Stand: 13.03.2019 17:07 Uhr

Halbinsel Mönchgut: Das ursprüngliche Rügen

Blühende Sträucher und Kiesstrand an einer Steilküste auf der Halbinsel Mönchgut auf Rügen. © imago/imagebroker Foto: Andreas Vitting
Ursprüngliche Landschaft prägt die Halbinsel Mönchgut.

Nur 30 Quadratkilometer groß, aber von verschiedensten Landschaftsformen geprägt: Die Halbinsel Mönchgut im Südosten von Rügen ist etwas Besonderes. Mit ihren tief eingeschnittenen Buchten, Steilküsten und Sandstränden gilt sie als eine der wenigen Gegenden in Deutschland, die ihren ursprünglichen Charakter weitgehend bewahrt haben. Damit dies so bleibt, gehört Mönchgut zum UNESCO Biosphärenreservat Südost-Rügen. Große Flächen stehen zusätzlich unter Naturschutz.

Baabe und Göhren: Zwischen Ostsee und Greifswalder Bodden

Ostseebad Göhren aus der Luft © Grafikdesign Ninnemann
Das Ostseebad Göhren ist der größte Ort auf der Halbinsel.

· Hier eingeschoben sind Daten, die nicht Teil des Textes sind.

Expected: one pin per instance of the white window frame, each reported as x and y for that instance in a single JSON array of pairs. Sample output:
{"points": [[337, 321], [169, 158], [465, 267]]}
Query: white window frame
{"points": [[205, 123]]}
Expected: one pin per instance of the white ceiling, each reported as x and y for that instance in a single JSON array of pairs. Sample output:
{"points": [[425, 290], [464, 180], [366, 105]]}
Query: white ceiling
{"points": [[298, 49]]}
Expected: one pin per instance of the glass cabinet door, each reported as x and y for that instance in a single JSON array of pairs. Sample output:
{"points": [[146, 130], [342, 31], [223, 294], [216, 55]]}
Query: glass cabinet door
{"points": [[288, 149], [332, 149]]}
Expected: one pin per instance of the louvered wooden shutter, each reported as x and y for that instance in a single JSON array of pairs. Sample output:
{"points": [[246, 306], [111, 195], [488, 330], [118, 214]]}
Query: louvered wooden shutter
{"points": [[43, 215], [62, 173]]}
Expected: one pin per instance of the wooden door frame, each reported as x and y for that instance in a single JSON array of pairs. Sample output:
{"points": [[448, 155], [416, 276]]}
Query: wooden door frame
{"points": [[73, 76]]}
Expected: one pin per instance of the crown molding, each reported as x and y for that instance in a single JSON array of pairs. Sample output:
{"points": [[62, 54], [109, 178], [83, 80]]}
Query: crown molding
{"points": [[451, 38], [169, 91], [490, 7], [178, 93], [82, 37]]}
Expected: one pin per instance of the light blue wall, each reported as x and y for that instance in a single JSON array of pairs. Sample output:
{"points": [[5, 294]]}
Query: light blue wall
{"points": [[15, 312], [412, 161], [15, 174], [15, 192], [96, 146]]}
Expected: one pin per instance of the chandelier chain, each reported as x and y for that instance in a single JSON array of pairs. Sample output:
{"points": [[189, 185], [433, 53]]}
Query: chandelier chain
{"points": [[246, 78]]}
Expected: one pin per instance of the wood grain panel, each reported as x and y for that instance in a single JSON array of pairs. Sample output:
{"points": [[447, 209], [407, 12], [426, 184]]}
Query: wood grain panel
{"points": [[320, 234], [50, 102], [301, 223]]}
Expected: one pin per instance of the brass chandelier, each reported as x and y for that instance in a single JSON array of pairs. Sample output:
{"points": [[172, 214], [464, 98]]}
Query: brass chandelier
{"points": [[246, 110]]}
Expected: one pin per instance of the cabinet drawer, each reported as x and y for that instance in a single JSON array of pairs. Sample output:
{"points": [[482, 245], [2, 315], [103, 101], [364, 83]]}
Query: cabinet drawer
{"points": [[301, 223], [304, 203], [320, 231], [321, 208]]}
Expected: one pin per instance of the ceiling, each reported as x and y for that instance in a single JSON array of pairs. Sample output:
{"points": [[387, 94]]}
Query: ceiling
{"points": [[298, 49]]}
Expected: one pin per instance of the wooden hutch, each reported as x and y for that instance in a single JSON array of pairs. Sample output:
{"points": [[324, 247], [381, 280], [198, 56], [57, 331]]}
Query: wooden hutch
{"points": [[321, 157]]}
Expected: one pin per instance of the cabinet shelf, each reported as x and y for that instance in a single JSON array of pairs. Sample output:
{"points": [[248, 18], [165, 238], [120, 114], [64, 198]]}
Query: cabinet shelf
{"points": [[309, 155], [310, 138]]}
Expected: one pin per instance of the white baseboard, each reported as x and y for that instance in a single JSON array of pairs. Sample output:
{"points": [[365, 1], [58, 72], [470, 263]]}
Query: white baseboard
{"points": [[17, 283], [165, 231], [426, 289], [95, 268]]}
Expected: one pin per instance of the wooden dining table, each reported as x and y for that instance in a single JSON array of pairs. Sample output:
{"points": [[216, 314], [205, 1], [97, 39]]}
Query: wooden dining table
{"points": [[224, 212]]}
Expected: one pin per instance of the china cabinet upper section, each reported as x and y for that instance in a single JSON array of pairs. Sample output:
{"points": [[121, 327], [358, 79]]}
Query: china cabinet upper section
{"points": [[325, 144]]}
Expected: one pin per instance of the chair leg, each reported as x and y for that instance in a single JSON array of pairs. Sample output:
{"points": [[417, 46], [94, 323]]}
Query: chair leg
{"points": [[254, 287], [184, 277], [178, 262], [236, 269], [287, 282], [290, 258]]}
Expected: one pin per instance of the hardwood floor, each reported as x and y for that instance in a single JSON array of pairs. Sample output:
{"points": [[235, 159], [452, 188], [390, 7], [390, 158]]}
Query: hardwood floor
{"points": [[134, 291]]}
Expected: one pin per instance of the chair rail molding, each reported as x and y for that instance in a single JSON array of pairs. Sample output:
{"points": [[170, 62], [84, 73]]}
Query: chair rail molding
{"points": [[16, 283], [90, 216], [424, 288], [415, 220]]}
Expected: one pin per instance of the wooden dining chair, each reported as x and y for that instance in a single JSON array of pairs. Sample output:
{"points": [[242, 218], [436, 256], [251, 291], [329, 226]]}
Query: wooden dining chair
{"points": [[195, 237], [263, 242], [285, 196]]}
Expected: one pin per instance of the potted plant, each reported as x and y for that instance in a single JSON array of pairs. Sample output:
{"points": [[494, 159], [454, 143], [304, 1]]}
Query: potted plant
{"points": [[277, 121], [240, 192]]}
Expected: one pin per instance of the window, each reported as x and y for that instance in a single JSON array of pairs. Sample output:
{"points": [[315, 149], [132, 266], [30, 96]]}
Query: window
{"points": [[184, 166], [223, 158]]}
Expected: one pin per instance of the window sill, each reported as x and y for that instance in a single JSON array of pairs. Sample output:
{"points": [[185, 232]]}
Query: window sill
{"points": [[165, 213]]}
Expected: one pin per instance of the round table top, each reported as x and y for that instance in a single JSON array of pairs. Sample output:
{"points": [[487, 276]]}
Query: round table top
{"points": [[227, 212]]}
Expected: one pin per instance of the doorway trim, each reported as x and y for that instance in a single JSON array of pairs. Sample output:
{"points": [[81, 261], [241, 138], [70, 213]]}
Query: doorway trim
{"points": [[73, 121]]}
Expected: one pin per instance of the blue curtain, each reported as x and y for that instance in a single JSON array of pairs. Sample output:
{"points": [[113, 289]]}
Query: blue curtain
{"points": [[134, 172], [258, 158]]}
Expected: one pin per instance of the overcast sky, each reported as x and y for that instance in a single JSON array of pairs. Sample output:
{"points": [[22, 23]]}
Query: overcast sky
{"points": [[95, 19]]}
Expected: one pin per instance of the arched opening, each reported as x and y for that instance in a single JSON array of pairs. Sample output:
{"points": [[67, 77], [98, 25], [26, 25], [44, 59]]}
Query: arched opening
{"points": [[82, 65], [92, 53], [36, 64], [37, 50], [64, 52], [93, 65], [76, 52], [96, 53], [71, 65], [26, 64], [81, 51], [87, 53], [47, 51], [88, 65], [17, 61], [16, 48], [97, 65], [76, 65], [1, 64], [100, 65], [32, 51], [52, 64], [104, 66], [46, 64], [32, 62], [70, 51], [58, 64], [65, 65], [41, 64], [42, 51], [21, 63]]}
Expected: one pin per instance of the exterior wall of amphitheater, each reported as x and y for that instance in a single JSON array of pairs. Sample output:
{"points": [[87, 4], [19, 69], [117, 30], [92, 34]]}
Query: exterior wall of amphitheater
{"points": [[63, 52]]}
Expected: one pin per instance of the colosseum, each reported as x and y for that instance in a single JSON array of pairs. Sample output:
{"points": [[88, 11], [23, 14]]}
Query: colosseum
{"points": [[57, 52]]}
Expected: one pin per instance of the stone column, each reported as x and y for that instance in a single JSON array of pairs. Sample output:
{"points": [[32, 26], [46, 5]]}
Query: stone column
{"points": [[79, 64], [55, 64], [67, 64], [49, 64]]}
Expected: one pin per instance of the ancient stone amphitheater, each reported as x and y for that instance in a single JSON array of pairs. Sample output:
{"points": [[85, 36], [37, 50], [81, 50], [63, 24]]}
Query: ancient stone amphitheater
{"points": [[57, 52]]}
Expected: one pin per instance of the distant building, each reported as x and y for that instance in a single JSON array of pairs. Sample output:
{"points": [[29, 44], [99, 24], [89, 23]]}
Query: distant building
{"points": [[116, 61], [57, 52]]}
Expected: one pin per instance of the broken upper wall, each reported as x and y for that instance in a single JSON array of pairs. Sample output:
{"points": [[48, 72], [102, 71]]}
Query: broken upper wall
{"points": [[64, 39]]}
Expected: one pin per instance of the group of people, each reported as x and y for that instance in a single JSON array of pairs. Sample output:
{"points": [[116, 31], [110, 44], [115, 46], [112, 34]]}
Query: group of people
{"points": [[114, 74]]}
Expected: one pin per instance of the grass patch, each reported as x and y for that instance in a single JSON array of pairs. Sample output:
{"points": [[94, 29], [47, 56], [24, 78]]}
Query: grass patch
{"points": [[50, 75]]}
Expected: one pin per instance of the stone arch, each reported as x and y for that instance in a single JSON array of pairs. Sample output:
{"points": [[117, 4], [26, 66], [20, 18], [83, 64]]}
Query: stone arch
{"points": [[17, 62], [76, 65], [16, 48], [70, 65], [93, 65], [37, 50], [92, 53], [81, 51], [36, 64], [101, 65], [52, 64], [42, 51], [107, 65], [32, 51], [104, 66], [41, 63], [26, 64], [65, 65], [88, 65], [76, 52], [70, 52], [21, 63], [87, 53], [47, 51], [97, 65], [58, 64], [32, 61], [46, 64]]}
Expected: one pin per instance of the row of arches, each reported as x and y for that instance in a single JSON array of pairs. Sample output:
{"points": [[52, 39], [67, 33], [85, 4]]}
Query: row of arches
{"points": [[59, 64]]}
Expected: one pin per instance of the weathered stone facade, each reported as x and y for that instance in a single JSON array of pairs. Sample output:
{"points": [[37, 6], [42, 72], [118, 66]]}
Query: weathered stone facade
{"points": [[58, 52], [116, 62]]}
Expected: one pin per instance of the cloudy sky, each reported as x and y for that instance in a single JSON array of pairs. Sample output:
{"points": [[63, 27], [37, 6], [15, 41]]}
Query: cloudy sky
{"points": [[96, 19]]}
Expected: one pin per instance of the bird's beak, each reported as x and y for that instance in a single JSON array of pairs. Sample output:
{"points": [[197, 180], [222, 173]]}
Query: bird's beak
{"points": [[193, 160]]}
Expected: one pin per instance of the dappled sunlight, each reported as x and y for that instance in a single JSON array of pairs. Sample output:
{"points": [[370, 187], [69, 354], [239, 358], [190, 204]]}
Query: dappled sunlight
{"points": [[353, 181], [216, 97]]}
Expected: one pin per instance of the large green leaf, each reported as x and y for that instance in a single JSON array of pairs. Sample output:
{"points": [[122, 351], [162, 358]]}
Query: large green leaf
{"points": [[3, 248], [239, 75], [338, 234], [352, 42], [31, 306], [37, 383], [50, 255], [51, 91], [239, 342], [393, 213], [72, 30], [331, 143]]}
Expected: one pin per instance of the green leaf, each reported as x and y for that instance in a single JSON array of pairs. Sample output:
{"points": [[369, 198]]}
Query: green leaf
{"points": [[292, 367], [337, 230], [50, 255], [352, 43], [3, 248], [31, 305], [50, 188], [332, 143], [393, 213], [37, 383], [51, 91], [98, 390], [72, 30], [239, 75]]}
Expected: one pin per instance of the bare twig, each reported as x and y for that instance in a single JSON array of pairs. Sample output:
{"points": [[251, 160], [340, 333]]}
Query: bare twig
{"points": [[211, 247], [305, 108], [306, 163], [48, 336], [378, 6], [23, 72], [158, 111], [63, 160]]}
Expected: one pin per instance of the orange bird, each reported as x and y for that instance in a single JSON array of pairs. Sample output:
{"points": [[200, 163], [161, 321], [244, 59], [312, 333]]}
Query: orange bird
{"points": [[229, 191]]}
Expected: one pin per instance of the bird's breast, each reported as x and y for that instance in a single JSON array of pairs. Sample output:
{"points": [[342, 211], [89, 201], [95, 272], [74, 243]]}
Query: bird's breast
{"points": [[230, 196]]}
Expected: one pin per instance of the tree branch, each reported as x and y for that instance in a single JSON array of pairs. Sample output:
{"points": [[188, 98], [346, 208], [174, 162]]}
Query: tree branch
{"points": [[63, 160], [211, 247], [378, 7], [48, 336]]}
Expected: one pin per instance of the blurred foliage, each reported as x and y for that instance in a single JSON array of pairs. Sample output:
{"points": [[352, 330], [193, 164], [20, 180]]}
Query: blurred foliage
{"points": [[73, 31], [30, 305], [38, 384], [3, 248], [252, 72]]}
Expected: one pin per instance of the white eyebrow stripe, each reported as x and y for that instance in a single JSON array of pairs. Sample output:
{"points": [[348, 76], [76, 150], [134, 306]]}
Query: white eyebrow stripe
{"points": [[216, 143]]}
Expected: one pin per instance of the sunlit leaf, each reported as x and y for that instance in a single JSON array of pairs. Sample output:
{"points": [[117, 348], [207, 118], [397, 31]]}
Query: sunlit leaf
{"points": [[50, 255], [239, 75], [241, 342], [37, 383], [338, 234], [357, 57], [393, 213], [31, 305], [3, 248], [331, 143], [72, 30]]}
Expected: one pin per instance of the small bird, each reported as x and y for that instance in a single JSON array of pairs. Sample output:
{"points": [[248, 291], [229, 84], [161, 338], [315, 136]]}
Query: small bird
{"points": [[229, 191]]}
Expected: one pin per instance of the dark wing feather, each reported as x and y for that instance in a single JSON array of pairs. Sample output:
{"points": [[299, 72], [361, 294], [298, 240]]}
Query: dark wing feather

Auch wenn die riesige Wasserfläche des Greifswalder Boddens wie ein Teil der Ostsee wirkt, trennt die Halbinsel Bodden und Meer. Auf der Ostseeseite liegt mit Göhren der größte Ort auf Mönchgut, in dem rund 1.200 Menschen leben. Das Seebad ist anerkannter Kneipp-Kurort. Nördlich und südlich der Nordperd genannten Landspitze bietet Göhren zwei lange Sandstrände. Von der 350 Meter langen Seebrücke aus starten Ausflugsschiffe zur Kreideküste von Rügen. Auf der sogenannten Bernsteinpromenade können Urlauber bis in das benachbarte Ostseebad Baabe laufen, den nördlichsten Ort auf Mönchgut. Wer für einen Tagesausflug nach Göhren kommt, kann mit der Kleinbahn Rasender Roland anreisen, deren Gleise dort enden.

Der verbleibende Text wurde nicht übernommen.